Ci lascia oggi, 17 gennaio, Pietro Anastasi. Catanese di nascita, il suo talento ha illuminato i palcoscenici del calcio nostrano per più di un decennio, consacrandosi come uno degli attaccanti più forti dei mitici anni ’70. La sua carriera calcistica è strettamente legata a una maglia: quella bianconera della Juventus. Senza dimenticare l’azzurro, che prese il posto del bianco degli zebrati dopo ben 8 anni, per una parentesi nerazzurra comunque vincente; ma azzurro è anche lo splendido colore della Nazionale, di cui fu indiscusso protagonista.
Pietro nasce il 7 aprile del ’48 a Catania e in giovane età lascia la terra d’origine per approdare al Varese. Dopo poco, all’età di soli 20 anni, mette gli occhi su di lui la Juventus, che per 650 milioni di lire (una gran cifra per l’epoca) fece suo un talento cristallino, simbolo di quei meridionali che lasciavano a malincuore la terra natia per guadagnarsi da vivere nel freddo nord.

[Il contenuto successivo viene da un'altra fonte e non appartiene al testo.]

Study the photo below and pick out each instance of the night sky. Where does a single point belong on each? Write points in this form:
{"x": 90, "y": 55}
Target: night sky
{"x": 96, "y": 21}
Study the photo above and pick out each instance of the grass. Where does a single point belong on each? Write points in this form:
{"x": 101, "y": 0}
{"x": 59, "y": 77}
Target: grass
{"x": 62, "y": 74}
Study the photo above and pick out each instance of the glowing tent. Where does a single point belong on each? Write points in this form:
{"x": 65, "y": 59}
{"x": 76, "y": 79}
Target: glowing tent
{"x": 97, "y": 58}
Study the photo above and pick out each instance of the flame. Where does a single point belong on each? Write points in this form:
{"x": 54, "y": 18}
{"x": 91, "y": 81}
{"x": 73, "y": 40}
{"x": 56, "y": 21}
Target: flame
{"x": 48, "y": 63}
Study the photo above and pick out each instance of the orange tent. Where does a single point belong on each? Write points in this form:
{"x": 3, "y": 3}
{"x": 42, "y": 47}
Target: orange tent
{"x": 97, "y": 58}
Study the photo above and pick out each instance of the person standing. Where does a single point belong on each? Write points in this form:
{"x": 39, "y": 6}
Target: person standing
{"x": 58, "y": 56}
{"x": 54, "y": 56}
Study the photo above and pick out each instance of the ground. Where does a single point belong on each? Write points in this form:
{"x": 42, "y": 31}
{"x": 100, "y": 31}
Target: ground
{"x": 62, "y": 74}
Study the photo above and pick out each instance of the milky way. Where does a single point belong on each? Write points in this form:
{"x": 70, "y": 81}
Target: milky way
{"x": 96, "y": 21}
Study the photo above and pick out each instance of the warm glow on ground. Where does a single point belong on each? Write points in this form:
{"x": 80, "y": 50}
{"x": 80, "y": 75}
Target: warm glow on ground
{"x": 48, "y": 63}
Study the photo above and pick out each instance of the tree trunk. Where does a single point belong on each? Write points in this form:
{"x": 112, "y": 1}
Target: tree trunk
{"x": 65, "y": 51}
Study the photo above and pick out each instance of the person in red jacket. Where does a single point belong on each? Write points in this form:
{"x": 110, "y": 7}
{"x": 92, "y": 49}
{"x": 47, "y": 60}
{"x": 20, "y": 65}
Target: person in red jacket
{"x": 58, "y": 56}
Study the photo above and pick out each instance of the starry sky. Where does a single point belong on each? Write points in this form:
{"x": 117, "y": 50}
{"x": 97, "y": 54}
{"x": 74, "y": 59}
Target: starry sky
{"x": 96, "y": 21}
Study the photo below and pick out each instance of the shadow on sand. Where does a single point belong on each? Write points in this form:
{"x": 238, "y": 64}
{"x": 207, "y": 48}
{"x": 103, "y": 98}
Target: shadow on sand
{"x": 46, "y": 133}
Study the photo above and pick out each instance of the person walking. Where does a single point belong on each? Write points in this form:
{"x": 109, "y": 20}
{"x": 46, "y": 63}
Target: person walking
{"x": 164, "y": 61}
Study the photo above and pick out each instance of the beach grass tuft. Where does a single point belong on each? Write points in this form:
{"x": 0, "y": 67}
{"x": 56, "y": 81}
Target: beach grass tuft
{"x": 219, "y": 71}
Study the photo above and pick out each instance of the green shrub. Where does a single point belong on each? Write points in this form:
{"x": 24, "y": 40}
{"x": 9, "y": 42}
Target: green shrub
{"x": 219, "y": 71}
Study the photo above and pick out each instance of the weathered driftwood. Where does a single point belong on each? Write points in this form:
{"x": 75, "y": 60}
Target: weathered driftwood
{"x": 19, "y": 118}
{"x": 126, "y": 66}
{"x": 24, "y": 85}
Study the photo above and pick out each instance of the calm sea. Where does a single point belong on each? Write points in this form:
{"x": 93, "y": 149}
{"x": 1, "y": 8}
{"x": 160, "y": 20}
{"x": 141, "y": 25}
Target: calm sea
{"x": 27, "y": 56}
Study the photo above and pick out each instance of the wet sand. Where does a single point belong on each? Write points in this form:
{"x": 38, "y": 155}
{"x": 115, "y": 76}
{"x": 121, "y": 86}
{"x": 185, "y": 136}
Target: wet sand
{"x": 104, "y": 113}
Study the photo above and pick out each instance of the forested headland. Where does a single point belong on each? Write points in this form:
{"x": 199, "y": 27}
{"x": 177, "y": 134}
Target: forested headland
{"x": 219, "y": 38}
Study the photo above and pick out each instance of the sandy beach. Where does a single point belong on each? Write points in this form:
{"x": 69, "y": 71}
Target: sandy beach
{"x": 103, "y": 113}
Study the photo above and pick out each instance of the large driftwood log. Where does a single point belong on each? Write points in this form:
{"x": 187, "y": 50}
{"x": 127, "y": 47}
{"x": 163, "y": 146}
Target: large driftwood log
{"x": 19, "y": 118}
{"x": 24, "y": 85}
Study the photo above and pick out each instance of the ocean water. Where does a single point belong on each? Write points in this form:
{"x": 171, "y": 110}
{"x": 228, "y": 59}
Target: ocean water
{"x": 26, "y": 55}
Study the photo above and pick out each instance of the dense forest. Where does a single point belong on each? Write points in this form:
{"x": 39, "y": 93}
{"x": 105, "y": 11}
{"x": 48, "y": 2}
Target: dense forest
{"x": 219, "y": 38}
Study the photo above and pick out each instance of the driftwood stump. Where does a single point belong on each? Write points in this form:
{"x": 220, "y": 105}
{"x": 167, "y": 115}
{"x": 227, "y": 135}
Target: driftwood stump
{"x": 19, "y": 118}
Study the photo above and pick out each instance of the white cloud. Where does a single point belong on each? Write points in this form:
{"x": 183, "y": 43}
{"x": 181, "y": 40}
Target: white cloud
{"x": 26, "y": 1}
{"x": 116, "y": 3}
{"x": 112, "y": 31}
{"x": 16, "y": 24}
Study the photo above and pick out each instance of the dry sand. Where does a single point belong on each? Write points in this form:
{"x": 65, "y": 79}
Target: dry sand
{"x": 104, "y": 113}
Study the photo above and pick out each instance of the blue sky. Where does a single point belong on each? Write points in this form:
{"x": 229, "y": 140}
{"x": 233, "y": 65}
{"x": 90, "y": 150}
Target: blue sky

In quegli 8 anni in bianconero conquisterà ben 3 scudetti, diventando beniamino dei tifosi. Un rapporto idilliaco tra lui e la dirigenza bianconera, fino a quando si arrivò ai ferri corti e le pagine dei quotidiani dell’epoca si infiammarono per lo scambio più discusso: Anastasi in nerazzurro, Boninsegna alla Juventus. L’esperienza all’Inter non verrà certo ricordata come quella bianconera, ma con i colori del biscione riuscirà ad alzare una coppa Italia nel ’78. Con Ascoli e Lugano (bianconeri anch’essi) concluderà poi la sua carriera.
Il suo nome è indissolubilmente legato anche all’azzurro della Nazionale. Alla pari di Riva fu grande trascinatore nell’unico successo in campo continentale, alzando al cielo, nel 1968, la coppa del campionato Europeo.
Anastasi era già gravemente malato da fine 2018, quando gli venne diagnosticato un tumore. È morto vicino ai suoi cari a Varese, città in cui ha deciso di vivere gli ultimi anni della sua vita.